Hong Kong footwear manufacturer Yue Yuen Industrial (Holdings) Ltd. saw earnings dip but revenue climb in the first quarter, bringing the supplier mixed signals to begin the year.

Yue Yuen reported net earnings declined 23.3 percent to $95.4 million in the first quarter ended March 31, mainly due to operating deleverage from the sales decline within the manufacturing business, a reduction of the non-recurring gain for the period and higher finance costs during the period.

Included in that figure was a nonrecurring profit totaling $4.7 million, which included a gain of $0.2 million due to fair value changes on derivative financial instruments and a gain of $4.3 million from the disposal of an associate. The recurring profit totaled $90.8 million, down 13.8 percent from the same period in 2017.

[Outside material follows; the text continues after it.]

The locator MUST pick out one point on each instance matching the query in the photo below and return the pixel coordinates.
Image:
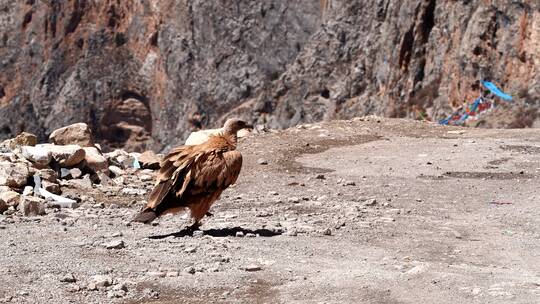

Revenue in footwear manufacturing activity (including athletic shoes, casual/outdoor shoes and sports sandals) decreased 6.3 percent to $1.2 billion, shoe production volume declined 5.1 percent to 76.6 million pairs and average selling price per pair decreased 1.3 percent to $15.75 per pair, all compared with the same period a year ago.

Total revenue in manufacturing (including footwear, as well as soles, components and other products) and the apparel wholesale business during the period was $1.4 billion, an increase of 0.3 percent.

Retail sales proved to be a bright spot for Yue Yuen in the quarter. Revenue attributable to Pou Sheng, the group’s retail subsidiary, increased 26.9 percent to $858.5 million from $676.4 million in the same period of last year.

Sales of soles, components and other products saw the biggest decline, falling 10.3 percent to $123 million.

Gross profit increased 9.8 percent to $577.4 million. Due to fluctuations in customer orders, coupled with an unfavorable product mix that resulted in operating deleverage, gross profit of the manufacturing business decreased 17.1 percent to $248.0 million during the quarter.

Gross profit margin for the manufacturing business during the period fell 2.3 percent to 18.7 percent. Gross profit margin for the group excluding Pou Sheng (i.e., the manufacturing business and the apparel wholesale business) during the quarter was 20.1 percent.